Cuando llegó de la nada y empezó a ser alimentado en la casa familiar, el paso del tiempo no le era ajeno, y su cuerpo, plagado de múltiples y perennes cicatrices, daba cuenta de una vida difícil en la que las peleas habían sido cotidianas. Mi padre decía que muy seguramente se trataba de uno de esos perros entrenados para competir en peleas clandestinas, y me parece que su opinión no estaba del todo alejada de la realidad.

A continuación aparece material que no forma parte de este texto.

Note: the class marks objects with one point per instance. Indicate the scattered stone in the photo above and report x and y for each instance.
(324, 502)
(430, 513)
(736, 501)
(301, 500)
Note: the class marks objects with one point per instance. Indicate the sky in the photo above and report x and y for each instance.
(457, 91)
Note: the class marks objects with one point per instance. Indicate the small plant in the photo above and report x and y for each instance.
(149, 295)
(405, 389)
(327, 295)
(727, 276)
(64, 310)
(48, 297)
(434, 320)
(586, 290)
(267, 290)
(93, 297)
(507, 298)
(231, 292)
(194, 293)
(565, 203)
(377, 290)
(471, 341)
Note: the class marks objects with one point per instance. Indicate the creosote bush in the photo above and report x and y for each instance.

El caso es que Floro firmó con mi padre un convenio de convivencia basado en sus antecedentes de vida: comería en casa, dormiría ahí las más de las veces, pero tendría siempre derecho de picaporte hacia esa calle de la que había llegado de pronto. A cambio, se convirtió en un fiel guardián de mi progenitor, cuidándole los pasos, torpes ya por la ceguera, acompañándolo en el descanso vespertino, y defendiéndolo de cualquier peligro que le acechara. Desde su llegada, para Floro no hubo más “amo”, o más “dueño”, que mi padre.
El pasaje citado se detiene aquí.